Willard Maas, Geography of the Body, 1943

Willard Maas
1906-1971
(image source: Experimental Cinema)
no copyright infringement intended

It was the first movie created by Willard Maas, in 1943; his next film (Image in the Snow) would come in 1952; bur let's go back to 1943, the year of the Geography of the Body; a 7 minutes black and white; Marie Menken did the cinematography, and George Barker authored the poem to be recited off-screen; two nude bodies (seemingly Maas and Menken themselves); the camera browsing them without any haste in extreme close-ups, from ear to nombril to eye to knee to mouth to tow, and so on, and so on; no genitalia showed (it was 1943, c'me on!); meanwhile George Barker (a poet considered a genius in his prime, largely forgotten nowadays) is heard reciting without any haste a strange litany, about ultimate experiences lived on ultimate settings; image and sound in counterpoint; a geography of the human body as a site of miriads of small exotic mysteries; a geography of the earth as a site of miriads of exotic spots of mysterious initiations.
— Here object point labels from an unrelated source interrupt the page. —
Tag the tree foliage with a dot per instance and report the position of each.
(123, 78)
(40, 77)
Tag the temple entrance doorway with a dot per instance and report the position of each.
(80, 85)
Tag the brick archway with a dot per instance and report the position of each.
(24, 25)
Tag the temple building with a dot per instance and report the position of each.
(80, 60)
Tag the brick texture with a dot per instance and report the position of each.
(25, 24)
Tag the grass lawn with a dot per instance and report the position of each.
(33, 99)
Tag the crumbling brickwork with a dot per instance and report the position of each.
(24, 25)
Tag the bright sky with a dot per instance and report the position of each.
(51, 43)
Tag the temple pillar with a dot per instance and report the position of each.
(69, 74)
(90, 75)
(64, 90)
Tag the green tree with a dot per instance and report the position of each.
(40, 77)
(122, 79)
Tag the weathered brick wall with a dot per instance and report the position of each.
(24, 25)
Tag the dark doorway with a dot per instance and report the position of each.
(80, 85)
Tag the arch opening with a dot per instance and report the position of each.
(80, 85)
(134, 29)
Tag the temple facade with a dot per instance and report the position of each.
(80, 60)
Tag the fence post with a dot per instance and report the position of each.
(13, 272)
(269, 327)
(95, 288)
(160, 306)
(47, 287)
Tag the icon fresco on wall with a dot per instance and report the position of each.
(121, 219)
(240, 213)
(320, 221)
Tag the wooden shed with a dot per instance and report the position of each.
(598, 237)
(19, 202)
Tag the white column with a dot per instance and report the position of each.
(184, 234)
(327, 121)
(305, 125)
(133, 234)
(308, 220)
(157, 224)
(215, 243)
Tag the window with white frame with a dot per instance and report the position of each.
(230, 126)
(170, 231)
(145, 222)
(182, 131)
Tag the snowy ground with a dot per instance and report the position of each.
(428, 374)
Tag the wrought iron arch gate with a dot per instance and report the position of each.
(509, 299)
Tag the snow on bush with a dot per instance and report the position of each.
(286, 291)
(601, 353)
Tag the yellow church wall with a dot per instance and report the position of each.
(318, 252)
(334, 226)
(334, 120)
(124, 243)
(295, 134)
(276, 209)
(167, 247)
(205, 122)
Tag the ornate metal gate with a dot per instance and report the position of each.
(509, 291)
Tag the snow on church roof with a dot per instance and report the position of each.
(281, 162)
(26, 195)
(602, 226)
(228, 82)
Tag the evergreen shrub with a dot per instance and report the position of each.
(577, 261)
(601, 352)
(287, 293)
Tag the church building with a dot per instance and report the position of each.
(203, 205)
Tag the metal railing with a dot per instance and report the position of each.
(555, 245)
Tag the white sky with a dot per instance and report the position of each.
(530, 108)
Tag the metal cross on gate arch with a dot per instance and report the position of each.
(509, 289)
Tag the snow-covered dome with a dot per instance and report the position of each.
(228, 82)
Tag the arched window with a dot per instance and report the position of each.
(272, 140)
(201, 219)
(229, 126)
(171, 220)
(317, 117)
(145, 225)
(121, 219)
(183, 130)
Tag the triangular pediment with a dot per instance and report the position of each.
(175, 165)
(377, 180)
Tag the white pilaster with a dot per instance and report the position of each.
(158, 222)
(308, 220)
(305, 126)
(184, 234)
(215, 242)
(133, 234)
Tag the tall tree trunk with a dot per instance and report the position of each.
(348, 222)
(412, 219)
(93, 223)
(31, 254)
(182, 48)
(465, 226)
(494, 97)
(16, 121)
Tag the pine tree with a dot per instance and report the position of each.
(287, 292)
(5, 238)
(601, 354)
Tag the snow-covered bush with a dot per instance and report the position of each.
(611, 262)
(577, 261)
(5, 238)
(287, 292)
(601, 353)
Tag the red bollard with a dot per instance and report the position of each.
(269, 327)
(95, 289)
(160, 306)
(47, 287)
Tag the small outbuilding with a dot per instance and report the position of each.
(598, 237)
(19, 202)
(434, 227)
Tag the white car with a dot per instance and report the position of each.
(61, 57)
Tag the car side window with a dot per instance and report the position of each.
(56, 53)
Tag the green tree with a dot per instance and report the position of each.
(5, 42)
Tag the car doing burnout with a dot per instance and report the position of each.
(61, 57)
The desire and pursuit of the whole
is called love - Aristophanes
(capture from the movie)
no copyright infringement intended


Maybe it is interesting to stay a little more on the relation image-sound here in this movie. It seems to me that here the relation is paradoxical. R. Bruce Elder comes with a  great interpretation (A Body of Vision: Representations of Body in Recent Filme and Poetry, Wilfried Laurier University Press, Waterloo, Ontario, Canada, 1997, pages 36, 37): we would expect from the text to emphasize the meaning of the image, but here, the extravagance of the poem leaves the language in almost meaningless ruins, signaling the impulse to deal with energies that have a preverbal source; the image of a human body is an experience of a more primal sort than lenguages can accomodate.

And maybe we are not far from the universe of Rudolf Otto with his theories of Numinous.